Review: Baron De Villeboerg Rosé NV

Baron De Villeboerg is a champagne brand of cooperative house CVCA (Chassenay D’Arce), who are based in Ville Sur Arce, deep in the south of Champagne.

The brand (and its sibling; Chassenay D’Arce) are both imported by James Busby Fine Wines for the Coles group of liquor stores (First Choice, Vintage Cellars and Liquorland).

But don’t let the big retailer link spook you. I have found both Coles and Woolworths have been somewhat inspired and creative in finding some interesting cooperative and recoltant offerings to fill their lower price ranges – although at $55 per bottle for the Baron, this is not all that much cheaper than a Moët or a Mumm, and pricier than a Lanson or Piper.

Before you run off to buy a cheaper, well known brand, consider that some small scale co-operatives and recoltants operate with the passion that may be absent in some of the larger houses with mass-production methodologies, and the final quality you get out of the bottle may justify the asking price (or in rare cases; exceed it).

Today we are trying the house’s rosé offering.

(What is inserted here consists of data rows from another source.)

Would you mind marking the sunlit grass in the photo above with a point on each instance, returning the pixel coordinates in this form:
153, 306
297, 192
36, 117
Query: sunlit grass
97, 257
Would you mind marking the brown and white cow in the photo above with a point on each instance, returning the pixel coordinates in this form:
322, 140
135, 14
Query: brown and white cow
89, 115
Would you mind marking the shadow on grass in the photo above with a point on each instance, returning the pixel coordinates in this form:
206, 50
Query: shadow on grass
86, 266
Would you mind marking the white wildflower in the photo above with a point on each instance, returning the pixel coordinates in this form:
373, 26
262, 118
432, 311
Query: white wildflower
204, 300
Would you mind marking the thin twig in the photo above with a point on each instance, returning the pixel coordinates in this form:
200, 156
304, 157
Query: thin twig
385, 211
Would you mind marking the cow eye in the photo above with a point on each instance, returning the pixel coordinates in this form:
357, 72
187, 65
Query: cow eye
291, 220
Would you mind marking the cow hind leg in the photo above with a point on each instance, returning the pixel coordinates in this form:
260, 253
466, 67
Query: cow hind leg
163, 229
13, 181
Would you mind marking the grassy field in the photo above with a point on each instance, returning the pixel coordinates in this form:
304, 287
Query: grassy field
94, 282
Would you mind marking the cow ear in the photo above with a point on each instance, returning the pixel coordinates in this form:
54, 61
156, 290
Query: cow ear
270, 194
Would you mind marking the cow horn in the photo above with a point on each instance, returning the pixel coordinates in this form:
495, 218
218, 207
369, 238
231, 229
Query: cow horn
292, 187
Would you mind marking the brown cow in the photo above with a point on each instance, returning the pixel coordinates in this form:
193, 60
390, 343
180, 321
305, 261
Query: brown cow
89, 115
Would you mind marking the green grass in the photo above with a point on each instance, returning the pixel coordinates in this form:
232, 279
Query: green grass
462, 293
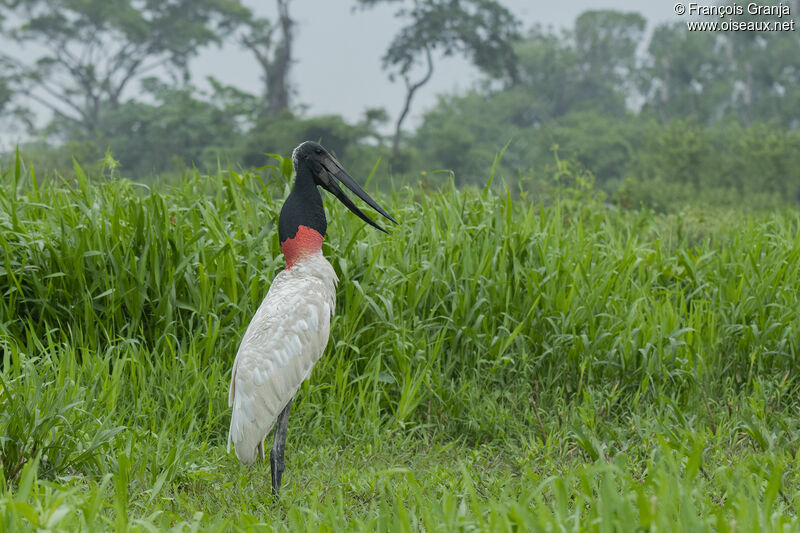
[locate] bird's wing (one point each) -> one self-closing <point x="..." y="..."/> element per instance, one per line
<point x="284" y="340"/>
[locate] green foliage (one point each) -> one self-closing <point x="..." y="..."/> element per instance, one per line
<point x="89" y="51"/>
<point x="495" y="363"/>
<point x="482" y="30"/>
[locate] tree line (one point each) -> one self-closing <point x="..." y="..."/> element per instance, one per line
<point x="624" y="102"/>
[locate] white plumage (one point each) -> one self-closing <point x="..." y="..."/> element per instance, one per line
<point x="286" y="337"/>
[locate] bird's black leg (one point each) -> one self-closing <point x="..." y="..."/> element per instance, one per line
<point x="276" y="454"/>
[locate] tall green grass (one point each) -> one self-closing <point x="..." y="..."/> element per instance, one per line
<point x="495" y="362"/>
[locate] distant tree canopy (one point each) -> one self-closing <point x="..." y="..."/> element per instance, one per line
<point x="481" y="30"/>
<point x="682" y="107"/>
<point x="92" y="50"/>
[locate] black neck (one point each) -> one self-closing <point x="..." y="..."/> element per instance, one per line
<point x="303" y="207"/>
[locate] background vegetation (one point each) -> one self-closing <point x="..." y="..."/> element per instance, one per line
<point x="658" y="115"/>
<point x="494" y="362"/>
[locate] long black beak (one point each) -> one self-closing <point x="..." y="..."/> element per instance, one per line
<point x="335" y="169"/>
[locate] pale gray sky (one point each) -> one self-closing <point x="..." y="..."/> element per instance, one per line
<point x="338" y="53"/>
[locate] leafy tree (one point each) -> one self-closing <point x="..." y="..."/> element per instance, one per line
<point x="176" y="128"/>
<point x="91" y="50"/>
<point x="605" y="44"/>
<point x="482" y="30"/>
<point x="685" y="74"/>
<point x="274" y="55"/>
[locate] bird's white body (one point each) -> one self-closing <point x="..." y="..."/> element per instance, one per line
<point x="286" y="337"/>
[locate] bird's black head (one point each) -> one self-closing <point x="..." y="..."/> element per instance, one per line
<point x="311" y="160"/>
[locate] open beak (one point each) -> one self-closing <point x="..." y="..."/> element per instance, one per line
<point x="335" y="169"/>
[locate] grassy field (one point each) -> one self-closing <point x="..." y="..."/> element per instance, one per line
<point x="495" y="364"/>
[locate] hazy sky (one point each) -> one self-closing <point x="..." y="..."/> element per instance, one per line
<point x="337" y="55"/>
<point x="337" y="52"/>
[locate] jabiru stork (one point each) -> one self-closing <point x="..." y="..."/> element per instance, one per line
<point x="289" y="331"/>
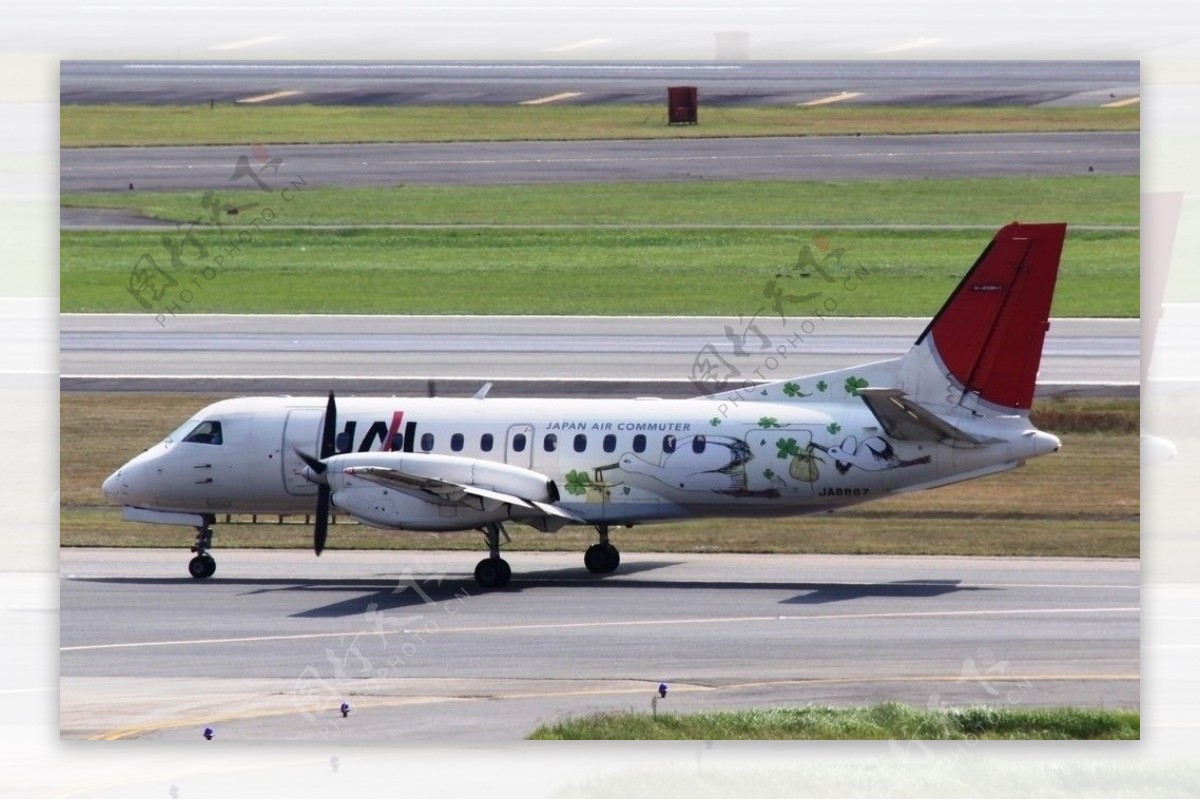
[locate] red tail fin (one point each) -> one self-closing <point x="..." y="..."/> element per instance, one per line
<point x="989" y="334"/>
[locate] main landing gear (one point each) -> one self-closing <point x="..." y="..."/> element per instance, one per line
<point x="203" y="565"/>
<point x="493" y="571"/>
<point x="601" y="558"/>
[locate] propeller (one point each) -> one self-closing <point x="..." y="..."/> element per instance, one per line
<point x="318" y="467"/>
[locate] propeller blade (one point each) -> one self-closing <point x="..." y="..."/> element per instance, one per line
<point x="317" y="465"/>
<point x="322" y="528"/>
<point x="329" y="432"/>
<point x="328" y="446"/>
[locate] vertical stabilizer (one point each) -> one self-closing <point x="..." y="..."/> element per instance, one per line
<point x="988" y="337"/>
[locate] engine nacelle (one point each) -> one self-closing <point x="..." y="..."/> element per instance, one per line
<point x="413" y="509"/>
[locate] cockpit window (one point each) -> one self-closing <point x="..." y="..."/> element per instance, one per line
<point x="205" y="433"/>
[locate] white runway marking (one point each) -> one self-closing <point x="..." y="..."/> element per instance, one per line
<point x="546" y="626"/>
<point x="274" y="95"/>
<point x="832" y="98"/>
<point x="551" y="98"/>
<point x="247" y="42"/>
<point x="909" y="46"/>
<point x="577" y="46"/>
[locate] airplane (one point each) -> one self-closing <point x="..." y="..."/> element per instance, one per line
<point x="953" y="408"/>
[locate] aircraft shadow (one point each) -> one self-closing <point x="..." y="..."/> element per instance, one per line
<point x="412" y="591"/>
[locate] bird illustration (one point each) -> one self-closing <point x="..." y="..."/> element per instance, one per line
<point x="871" y="455"/>
<point x="711" y="464"/>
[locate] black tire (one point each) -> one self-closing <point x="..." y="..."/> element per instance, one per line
<point x="601" y="559"/>
<point x="492" y="573"/>
<point x="202" y="566"/>
<point x="594" y="559"/>
<point x="613" y="558"/>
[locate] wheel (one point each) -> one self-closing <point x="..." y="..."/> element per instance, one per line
<point x="594" y="559"/>
<point x="613" y="557"/>
<point x="492" y="573"/>
<point x="202" y="566"/>
<point x="601" y="559"/>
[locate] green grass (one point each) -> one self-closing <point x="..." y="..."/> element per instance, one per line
<point x="989" y="202"/>
<point x="1081" y="501"/>
<point x="83" y="126"/>
<point x="882" y="721"/>
<point x="581" y="271"/>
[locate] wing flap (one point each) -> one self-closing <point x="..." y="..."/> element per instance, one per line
<point x="444" y="491"/>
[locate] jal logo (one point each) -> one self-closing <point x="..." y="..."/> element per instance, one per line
<point x="379" y="434"/>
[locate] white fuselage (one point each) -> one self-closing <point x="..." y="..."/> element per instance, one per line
<point x="613" y="462"/>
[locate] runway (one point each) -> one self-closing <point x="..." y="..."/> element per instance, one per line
<point x="399" y="354"/>
<point x="876" y="157"/>
<point x="277" y="641"/>
<point x="508" y="83"/>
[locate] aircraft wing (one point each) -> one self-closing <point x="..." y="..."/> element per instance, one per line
<point x="451" y="493"/>
<point x="905" y="419"/>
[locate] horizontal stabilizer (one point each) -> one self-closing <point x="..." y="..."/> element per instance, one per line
<point x="904" y="419"/>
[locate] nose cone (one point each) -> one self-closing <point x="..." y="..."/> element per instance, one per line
<point x="1045" y="443"/>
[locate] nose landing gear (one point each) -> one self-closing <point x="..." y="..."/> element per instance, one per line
<point x="603" y="557"/>
<point x="203" y="565"/>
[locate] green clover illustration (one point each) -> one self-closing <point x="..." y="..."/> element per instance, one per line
<point x="577" y="482"/>
<point x="787" y="447"/>
<point x="853" y="384"/>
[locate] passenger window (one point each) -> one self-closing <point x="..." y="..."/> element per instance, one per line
<point x="205" y="433"/>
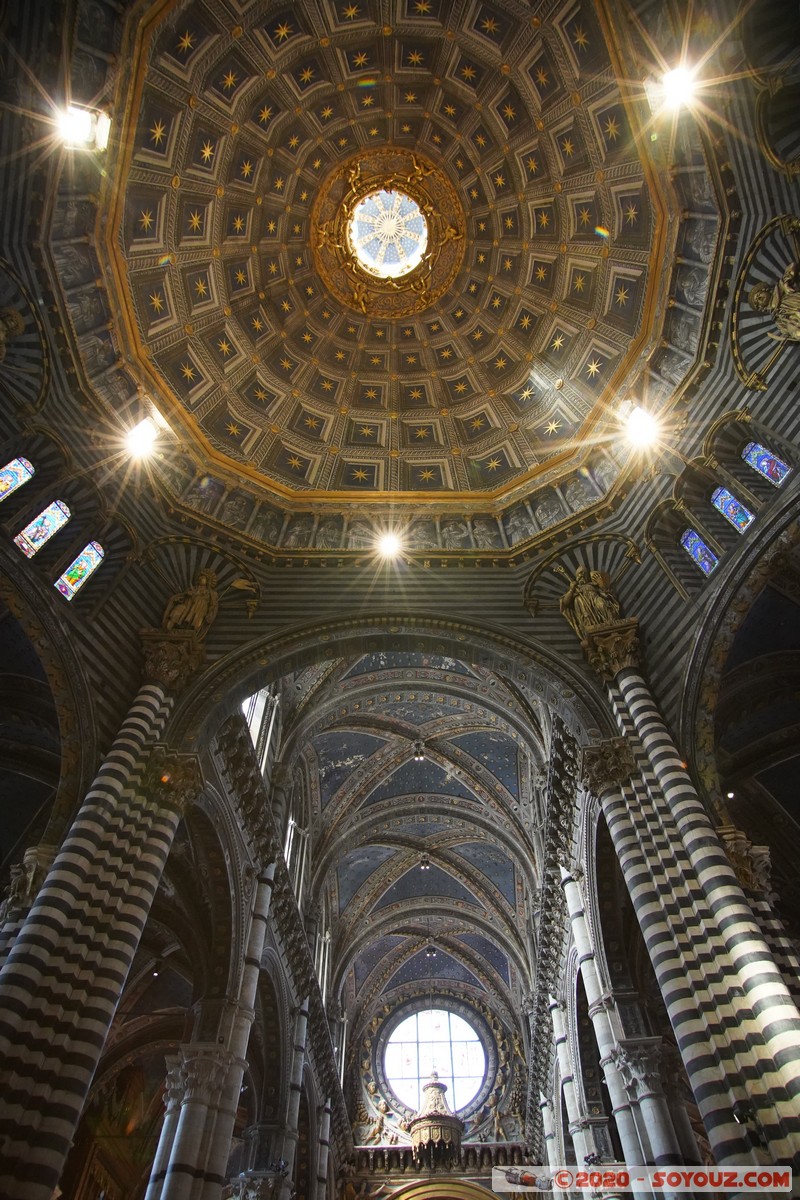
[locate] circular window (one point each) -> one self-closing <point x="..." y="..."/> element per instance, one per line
<point x="388" y="233"/>
<point x="434" y="1039"/>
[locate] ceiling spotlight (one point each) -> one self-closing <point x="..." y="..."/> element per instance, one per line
<point x="84" y="129"/>
<point x="678" y="87"/>
<point x="142" y="437"/>
<point x="641" y="427"/>
<point x="389" y="545"/>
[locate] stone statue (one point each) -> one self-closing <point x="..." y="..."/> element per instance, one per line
<point x="11" y="325"/>
<point x="588" y="601"/>
<point x="781" y="300"/>
<point x="196" y="607"/>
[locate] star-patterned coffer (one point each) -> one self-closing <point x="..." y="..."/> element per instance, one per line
<point x="217" y="243"/>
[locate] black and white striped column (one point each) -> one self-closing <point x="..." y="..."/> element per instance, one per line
<point x="601" y="1021"/>
<point x="771" y="1017"/>
<point x="64" y="977"/>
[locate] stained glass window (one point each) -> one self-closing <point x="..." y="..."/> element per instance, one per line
<point x="438" y="1041"/>
<point x="696" y="549"/>
<point x="765" y="463"/>
<point x="42" y="528"/>
<point x="13" y="475"/>
<point x="77" y="574"/>
<point x="726" y="503"/>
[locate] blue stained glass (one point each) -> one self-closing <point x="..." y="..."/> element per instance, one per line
<point x="765" y="463"/>
<point x="726" y="503"/>
<point x="13" y="475"/>
<point x="42" y="528"/>
<point x="696" y="549"/>
<point x="78" y="571"/>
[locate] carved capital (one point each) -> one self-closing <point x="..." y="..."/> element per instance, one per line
<point x="204" y="1071"/>
<point x="172" y="657"/>
<point x="173" y="779"/>
<point x="639" y="1062"/>
<point x="751" y="863"/>
<point x="612" y="648"/>
<point x="607" y="766"/>
<point x="26" y="879"/>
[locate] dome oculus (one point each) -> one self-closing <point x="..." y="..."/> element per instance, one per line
<point x="388" y="233"/>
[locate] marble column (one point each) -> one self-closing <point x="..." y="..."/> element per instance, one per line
<point x="601" y="1021"/>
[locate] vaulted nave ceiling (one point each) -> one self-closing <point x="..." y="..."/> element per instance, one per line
<point x="491" y="372"/>
<point x="425" y="869"/>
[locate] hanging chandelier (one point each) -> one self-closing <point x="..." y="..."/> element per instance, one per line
<point x="435" y="1131"/>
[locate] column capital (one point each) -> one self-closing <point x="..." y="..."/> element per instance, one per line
<point x="751" y="863"/>
<point x="639" y="1062"/>
<point x="204" y="1071"/>
<point x="613" y="647"/>
<point x="172" y="657"/>
<point x="173" y="779"/>
<point x="607" y="766"/>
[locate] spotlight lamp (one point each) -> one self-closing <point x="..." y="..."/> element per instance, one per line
<point x="84" y="129"/>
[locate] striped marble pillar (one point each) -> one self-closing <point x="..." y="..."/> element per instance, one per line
<point x="578" y="1123"/>
<point x="290" y="1129"/>
<point x="62" y="979"/>
<point x="323" y="1152"/>
<point x="601" y="1021"/>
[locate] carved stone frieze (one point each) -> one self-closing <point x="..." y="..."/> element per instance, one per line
<point x="172" y="658"/>
<point x="608" y="765"/>
<point x="613" y="648"/>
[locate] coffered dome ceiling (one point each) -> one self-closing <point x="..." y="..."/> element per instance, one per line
<point x="492" y="367"/>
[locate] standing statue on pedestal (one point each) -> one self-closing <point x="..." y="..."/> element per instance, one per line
<point x="781" y="300"/>
<point x="589" y="600"/>
<point x="196" y="607"/>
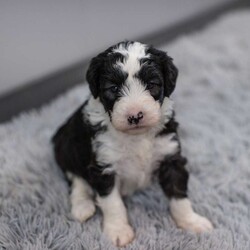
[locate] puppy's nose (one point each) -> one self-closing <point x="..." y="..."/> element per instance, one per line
<point x="135" y="119"/>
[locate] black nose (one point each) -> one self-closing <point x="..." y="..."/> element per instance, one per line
<point x="135" y="119"/>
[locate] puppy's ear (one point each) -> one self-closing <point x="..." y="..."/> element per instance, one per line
<point x="93" y="74"/>
<point x="170" y="72"/>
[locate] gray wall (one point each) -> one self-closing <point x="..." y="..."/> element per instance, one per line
<point x="40" y="37"/>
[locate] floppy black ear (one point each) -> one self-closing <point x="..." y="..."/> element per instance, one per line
<point x="93" y="74"/>
<point x="170" y="72"/>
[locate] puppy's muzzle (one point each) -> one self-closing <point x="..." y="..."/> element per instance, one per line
<point x="135" y="119"/>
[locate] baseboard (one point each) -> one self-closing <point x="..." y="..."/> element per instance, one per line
<point x="38" y="92"/>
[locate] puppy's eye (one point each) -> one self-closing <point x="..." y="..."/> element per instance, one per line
<point x="150" y="85"/>
<point x="114" y="89"/>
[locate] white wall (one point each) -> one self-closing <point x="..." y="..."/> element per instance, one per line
<point x="40" y="37"/>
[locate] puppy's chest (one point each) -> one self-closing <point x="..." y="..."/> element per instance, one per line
<point x="134" y="158"/>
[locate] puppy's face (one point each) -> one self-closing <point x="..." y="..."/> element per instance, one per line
<point x="131" y="81"/>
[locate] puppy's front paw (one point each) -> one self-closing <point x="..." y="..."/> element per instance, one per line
<point x="120" y="234"/>
<point x="83" y="210"/>
<point x="195" y="223"/>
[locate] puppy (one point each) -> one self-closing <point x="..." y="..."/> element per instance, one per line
<point x="123" y="135"/>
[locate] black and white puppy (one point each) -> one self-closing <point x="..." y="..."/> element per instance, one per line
<point x="121" y="136"/>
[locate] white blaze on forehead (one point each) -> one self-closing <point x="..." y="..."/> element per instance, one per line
<point x="133" y="53"/>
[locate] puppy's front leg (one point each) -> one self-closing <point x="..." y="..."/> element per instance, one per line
<point x="115" y="221"/>
<point x="173" y="178"/>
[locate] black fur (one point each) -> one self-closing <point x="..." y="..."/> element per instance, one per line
<point x="73" y="152"/>
<point x="170" y="72"/>
<point x="72" y="142"/>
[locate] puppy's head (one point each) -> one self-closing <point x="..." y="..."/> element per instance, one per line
<point x="131" y="80"/>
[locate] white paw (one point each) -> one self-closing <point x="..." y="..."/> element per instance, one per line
<point x="120" y="234"/>
<point x="195" y="223"/>
<point x="83" y="210"/>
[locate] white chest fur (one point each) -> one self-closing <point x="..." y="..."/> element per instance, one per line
<point x="133" y="158"/>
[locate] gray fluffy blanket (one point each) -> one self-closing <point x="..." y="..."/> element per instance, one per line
<point x="213" y="107"/>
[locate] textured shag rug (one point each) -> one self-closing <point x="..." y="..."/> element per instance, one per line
<point x="213" y="107"/>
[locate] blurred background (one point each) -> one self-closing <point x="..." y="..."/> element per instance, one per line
<point x="45" y="46"/>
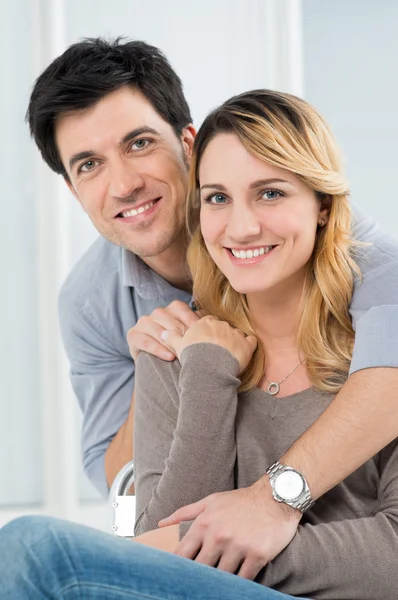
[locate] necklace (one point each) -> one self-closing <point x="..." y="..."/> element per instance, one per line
<point x="273" y="387"/>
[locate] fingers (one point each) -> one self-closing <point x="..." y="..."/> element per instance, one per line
<point x="146" y="336"/>
<point x="172" y="339"/>
<point x="186" y="513"/>
<point x="208" y="556"/>
<point x="182" y="314"/>
<point x="250" y="569"/>
<point x="189" y="546"/>
<point x="230" y="561"/>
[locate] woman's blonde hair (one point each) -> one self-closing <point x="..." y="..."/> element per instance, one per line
<point x="286" y="132"/>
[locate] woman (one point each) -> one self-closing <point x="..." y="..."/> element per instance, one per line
<point x="273" y="263"/>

We were quite impressed by the Brut offering and we hope that this wine will leave an other surprise.

This time around though the rosé comes in at a standard varietal price of about $70 per bottle, similar to competition from Mumm and Piper. It can also only be sourced from Vintage Cellars (In Australia, at least) at this time.

Also hard to find at this time is technical data! Baron is part of the Chassenay family of wines, whose rose is a blend of 65% pinot noir and 35% chardonnay. We anticipate much of this wine is the same in assemblage.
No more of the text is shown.